LangChain has emerged as the de facto framework for building applications powered by Large Language Models. While the Python ecosystem dominates the AI landscape, Go developers aren’t left behind—LangChainGo brings the same abstractions to the Go world. This article explores practical implementations across both languages, from simple completions to full Retrieval-Augmented Generation (RAG) pipelines.

The LangChain Philosophy

LangChain provides composable building blocks for LLM applications:

  • Models: Unified interface to various LLM providers
  • Prompts: Templates and management for model inputs
  • Chains: Sequences of calls to models and utilities
  • Memory: State persistence across interactions
  • Retrieval: Integration with vector stores and document loaders

The key insight: LLM applications are pipelines, not single API calls.
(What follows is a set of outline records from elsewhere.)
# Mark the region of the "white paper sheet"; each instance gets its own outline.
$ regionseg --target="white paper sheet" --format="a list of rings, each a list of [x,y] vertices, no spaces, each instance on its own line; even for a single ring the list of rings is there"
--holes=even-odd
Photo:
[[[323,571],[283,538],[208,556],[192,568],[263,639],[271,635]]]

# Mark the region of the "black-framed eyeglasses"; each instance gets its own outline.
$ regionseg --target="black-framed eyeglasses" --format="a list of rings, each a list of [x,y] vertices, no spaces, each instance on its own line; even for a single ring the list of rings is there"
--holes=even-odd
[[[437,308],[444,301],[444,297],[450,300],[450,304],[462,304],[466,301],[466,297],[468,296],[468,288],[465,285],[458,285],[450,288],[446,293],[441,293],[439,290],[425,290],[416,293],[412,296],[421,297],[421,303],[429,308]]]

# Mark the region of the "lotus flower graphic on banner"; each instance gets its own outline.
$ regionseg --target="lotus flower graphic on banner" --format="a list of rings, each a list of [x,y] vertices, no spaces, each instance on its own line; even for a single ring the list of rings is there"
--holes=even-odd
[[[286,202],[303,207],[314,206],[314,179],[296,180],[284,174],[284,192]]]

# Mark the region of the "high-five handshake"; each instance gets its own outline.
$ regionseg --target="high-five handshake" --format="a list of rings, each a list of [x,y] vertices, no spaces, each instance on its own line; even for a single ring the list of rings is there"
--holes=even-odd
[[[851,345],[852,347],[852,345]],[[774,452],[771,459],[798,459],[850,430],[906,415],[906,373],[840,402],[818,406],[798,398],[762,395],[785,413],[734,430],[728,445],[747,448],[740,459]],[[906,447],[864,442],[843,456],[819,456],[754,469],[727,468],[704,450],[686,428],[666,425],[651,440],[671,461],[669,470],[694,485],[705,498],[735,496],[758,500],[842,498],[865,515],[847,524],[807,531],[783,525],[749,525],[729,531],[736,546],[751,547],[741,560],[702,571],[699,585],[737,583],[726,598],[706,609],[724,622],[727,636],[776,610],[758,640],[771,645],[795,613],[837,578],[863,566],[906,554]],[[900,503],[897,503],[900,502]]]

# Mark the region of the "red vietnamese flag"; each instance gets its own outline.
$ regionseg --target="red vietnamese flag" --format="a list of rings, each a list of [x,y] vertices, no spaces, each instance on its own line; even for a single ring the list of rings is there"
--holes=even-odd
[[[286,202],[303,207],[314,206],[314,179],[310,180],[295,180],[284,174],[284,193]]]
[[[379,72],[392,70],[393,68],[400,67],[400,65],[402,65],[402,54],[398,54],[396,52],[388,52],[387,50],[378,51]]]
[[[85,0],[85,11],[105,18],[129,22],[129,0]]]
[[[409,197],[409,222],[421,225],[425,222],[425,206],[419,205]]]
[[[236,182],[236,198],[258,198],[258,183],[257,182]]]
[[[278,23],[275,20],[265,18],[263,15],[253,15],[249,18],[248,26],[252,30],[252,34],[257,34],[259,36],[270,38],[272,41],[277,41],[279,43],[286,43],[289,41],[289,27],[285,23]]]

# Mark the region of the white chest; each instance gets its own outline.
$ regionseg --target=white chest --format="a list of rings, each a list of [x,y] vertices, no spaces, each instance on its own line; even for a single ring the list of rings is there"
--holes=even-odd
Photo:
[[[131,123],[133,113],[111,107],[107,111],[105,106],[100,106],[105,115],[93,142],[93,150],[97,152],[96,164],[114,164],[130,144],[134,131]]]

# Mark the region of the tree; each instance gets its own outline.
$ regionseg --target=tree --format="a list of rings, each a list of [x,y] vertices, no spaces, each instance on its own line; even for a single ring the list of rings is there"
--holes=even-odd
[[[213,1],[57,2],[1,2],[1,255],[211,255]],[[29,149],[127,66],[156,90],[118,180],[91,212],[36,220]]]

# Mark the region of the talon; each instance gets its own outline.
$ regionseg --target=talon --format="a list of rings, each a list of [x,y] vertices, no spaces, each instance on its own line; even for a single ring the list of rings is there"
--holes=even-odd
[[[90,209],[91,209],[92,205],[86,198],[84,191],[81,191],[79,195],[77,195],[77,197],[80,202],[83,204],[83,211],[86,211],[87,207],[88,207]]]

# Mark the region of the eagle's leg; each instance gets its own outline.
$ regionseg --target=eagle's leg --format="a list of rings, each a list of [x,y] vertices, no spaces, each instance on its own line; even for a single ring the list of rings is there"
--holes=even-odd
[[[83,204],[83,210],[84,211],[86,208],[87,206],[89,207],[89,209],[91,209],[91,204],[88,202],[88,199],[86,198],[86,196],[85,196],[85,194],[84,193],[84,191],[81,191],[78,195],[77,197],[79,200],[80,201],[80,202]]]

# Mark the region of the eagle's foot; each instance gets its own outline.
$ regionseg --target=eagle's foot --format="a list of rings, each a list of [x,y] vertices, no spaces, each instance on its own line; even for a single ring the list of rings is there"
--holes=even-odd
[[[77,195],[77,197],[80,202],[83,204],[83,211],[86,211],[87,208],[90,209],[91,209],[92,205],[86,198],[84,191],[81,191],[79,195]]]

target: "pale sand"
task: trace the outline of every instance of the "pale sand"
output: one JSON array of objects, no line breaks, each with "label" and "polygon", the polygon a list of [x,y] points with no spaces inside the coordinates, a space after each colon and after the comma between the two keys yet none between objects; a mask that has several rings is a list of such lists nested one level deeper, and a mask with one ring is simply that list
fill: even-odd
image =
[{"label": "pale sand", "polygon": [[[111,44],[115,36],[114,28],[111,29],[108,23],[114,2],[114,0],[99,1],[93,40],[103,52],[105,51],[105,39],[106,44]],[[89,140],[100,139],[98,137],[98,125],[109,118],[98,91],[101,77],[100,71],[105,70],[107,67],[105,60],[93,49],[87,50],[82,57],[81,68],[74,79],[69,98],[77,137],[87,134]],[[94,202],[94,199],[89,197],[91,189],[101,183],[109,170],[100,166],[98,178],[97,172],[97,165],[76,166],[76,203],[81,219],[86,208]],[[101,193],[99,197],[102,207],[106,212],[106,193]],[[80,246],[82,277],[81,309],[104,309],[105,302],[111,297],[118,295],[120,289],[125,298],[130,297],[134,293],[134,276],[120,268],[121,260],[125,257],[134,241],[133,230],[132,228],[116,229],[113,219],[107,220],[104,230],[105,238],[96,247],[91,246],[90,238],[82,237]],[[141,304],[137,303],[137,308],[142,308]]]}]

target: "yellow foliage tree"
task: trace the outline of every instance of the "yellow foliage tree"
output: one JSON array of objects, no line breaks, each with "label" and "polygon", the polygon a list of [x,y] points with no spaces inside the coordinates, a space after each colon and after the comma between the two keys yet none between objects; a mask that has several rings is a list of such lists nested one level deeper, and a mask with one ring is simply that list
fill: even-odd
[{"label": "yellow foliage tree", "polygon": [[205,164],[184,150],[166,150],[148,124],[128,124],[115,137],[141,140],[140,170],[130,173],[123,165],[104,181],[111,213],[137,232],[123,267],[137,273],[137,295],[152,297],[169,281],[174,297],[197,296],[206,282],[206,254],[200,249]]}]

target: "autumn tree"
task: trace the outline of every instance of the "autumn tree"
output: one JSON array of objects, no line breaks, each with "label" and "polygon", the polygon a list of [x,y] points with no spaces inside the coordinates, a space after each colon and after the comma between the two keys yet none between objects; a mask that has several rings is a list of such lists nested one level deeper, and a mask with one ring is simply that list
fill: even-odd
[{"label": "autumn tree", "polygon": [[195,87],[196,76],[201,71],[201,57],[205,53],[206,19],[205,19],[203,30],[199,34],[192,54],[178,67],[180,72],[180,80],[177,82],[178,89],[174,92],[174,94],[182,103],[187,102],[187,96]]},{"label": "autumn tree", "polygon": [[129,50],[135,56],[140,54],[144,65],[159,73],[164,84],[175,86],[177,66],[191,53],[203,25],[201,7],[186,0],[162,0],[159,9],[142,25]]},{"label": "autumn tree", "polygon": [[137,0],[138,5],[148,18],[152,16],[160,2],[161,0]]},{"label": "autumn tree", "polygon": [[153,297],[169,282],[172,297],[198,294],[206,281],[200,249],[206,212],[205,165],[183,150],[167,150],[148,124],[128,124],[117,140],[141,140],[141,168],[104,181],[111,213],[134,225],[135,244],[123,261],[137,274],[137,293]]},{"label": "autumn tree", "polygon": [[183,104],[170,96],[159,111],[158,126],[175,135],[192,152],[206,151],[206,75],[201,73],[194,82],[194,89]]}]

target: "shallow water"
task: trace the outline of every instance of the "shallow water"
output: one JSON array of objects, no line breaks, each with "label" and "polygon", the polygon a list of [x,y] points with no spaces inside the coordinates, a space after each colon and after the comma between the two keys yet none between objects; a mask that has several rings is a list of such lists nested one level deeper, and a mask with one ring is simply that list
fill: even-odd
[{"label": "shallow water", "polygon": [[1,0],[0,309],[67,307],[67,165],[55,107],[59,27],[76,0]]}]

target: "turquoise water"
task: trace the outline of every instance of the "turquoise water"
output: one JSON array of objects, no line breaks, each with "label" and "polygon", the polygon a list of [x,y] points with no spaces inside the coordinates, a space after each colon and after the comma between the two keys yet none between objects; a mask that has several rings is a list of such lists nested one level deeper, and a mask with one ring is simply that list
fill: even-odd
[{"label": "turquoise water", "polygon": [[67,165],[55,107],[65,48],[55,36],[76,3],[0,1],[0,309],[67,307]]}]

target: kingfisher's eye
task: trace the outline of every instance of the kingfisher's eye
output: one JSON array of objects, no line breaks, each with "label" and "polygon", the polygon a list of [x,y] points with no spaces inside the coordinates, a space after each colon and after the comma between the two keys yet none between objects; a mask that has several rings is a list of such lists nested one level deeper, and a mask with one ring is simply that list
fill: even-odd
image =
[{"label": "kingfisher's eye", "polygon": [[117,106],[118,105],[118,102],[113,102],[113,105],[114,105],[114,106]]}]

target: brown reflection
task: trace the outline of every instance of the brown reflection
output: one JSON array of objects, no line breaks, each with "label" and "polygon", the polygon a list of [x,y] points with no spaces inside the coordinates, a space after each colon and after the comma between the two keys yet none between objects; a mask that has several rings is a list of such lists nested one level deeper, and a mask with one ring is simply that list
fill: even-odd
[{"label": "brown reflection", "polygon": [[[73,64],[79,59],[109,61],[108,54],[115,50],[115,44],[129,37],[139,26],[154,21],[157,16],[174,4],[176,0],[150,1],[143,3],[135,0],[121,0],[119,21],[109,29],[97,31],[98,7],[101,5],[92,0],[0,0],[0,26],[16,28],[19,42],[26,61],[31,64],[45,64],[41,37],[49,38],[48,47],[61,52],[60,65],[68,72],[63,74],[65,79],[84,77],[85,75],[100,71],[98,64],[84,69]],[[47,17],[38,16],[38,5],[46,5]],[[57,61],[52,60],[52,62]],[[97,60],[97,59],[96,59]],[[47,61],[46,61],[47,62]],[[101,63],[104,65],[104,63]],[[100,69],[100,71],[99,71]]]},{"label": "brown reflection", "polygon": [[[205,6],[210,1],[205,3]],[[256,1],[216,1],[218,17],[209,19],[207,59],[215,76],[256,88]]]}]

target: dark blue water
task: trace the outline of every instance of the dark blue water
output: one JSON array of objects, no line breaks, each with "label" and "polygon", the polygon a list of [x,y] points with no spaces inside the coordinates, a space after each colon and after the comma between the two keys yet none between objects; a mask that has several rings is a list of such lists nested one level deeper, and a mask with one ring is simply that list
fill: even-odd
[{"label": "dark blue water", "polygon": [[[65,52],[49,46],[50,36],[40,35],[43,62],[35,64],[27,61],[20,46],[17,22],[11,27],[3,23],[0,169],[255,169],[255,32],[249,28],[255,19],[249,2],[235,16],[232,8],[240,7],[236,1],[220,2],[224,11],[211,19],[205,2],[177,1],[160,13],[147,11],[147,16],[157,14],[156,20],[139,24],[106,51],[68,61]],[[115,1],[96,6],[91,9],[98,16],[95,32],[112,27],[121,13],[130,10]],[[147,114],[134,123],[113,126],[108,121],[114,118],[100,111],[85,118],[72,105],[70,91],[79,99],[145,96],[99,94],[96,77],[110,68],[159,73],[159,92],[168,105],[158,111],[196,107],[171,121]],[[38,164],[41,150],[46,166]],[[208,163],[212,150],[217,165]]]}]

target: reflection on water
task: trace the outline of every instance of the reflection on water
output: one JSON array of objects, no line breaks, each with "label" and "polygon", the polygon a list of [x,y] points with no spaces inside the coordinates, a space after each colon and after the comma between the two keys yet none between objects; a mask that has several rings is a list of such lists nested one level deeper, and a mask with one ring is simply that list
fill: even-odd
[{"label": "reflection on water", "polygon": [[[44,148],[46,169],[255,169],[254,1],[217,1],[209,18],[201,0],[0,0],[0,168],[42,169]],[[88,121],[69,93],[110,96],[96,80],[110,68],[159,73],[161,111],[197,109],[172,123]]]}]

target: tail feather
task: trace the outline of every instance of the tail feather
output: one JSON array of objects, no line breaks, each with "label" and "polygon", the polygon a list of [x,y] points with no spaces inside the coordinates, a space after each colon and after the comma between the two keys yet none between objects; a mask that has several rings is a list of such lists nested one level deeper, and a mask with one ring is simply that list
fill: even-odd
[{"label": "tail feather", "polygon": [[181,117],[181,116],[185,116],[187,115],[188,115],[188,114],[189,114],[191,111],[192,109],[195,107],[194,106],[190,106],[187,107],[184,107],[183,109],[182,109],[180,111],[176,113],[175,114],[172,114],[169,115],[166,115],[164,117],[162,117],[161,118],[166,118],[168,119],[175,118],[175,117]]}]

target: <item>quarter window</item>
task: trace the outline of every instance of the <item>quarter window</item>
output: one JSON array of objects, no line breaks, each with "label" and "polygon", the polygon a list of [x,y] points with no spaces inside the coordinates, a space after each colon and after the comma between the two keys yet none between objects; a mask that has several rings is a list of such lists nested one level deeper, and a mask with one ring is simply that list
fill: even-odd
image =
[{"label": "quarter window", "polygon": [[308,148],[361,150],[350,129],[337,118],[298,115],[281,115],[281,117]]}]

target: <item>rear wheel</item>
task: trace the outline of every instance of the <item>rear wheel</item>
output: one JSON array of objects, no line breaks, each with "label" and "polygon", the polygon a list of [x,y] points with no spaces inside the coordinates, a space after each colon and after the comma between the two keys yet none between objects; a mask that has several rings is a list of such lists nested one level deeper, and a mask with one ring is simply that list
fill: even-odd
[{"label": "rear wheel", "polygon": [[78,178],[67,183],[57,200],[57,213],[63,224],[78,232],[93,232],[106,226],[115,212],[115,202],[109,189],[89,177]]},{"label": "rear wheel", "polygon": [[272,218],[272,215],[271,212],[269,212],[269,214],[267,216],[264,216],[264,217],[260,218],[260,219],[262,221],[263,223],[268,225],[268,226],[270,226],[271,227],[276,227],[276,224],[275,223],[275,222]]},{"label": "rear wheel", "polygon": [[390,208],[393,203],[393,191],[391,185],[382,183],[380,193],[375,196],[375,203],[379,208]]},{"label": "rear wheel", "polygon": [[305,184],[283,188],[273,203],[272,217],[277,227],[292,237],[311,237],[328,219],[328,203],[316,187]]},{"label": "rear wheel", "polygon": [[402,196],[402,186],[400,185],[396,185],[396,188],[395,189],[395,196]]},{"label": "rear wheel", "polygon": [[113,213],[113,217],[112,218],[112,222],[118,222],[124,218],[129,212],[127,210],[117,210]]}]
Getting Started: LangChain Go with Ollama

The simplest entry point uses a local LLM through Ollama. This avoids API costs and latency while prototyping.

package main

import (
    "context"
    "fmt"
    "log"

    "github.com/tmc/langchaingo/llms"
    "github.com/tmc/langchaingo/llms/ollama"
)

func main() {
    llm, err := ollama.New(ollama.WithModel("llama2"))
    if err != nil {
        log.Fatal(err)
    }

    ctx := context.Background()
    completion, err := llms.GenerateFromSinglePrompt(
        ctx,
        llm,
        "Human: Who was the first man to walk on the moon?\nAssistant:",
        llms.WithTemperature(0.8),
        llms.WithStreamingFunc(func(ctx context.Context, chunk []byte) error {
            fmt.Print(string(chunk))
            return nil
        }),
    )
    if err != nil {
        log.Fatal(err)
    }

    _ = completion
}

Key points:

  • ollama.New() connects to a local Ollama instance
  • WithModel("llama2") selects the model to use
  • WithStreamingFunc enables real-time token streaming
  • WithTemperature(0.8) controls randomness in responses

Scaling Up: AWS Bedrock Integration in Go

For production workloads, AWS Bedrock provides managed access to foundation models including Claude, Llama, and Titan.

package main

import (
    "context"
    "flag"
    "fmt"
    "log"

    "github.com/tmc/langchaingo/llms"
    "github.com/tmc/langchaingo/llms/bedrock"
)

func main() {
    var (
        prompt    = flag.String("prompt", "Summarize the novel 'Fairy Tale'", "Prompt to send")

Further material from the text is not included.